Peer-to-peer file sharing client

Morpheus was a file sharing and searching peer-to-peer client for Microsoft Windows, developed and distributed by the company StreamCast, that originally used the OpenNap protocol, but later supported many different peer-to-peer protocols. On April 22, 2008, distributor StreamCast Networks filed for Chapter 7 bankruptcy after a long legal battle with music companies; all of their employees were laid off and the official download at www.morpheus.com stopped being available, though for a small period the website remained online. As of October 29, 2008, the official Morpheus website is offline, including all other websites owned by StreamCast Networks, specifically MusicCity.com, Streamcastnetworks.com and NeoNetwork.com.

== Availability ==
Users of the Morpheus community have set up a website (at GnutellaForums.com) where the Morpheus software can still be downloaded. At that site, there is a support forum and support chat room setup from the site and within the client.

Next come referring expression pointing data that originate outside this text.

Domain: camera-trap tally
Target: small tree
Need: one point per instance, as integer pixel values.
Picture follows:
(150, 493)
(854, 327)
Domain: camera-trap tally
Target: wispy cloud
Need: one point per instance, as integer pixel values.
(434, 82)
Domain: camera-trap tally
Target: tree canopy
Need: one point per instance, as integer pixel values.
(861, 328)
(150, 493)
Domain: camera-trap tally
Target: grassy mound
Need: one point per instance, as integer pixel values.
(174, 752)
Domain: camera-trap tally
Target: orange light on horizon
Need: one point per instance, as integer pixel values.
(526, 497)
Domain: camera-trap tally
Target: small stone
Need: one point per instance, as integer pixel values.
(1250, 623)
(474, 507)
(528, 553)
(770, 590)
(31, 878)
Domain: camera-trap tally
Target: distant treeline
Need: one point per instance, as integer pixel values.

==Presence of adware/spyware==
The current version of Morpheus, version 5.5.1, contains no adware or spyware, and no additional software is bundled with Morpheus. However, when Morpheus is open and running, the interface contains online ads that are used to support the application.

During installation, an optional peer-to-peer Morpheus Toolbar is offered. Both the Morpheus application and the Morpheus Toolbar can be easily uninstalled with Windows Add/Remove Programs commands. However, this was not the case with previous versions.

Version 5.3 didn't install adware or spyware, though it did install some desktop shortcuts to adware websites and the Morpheus Toolbar without user approval.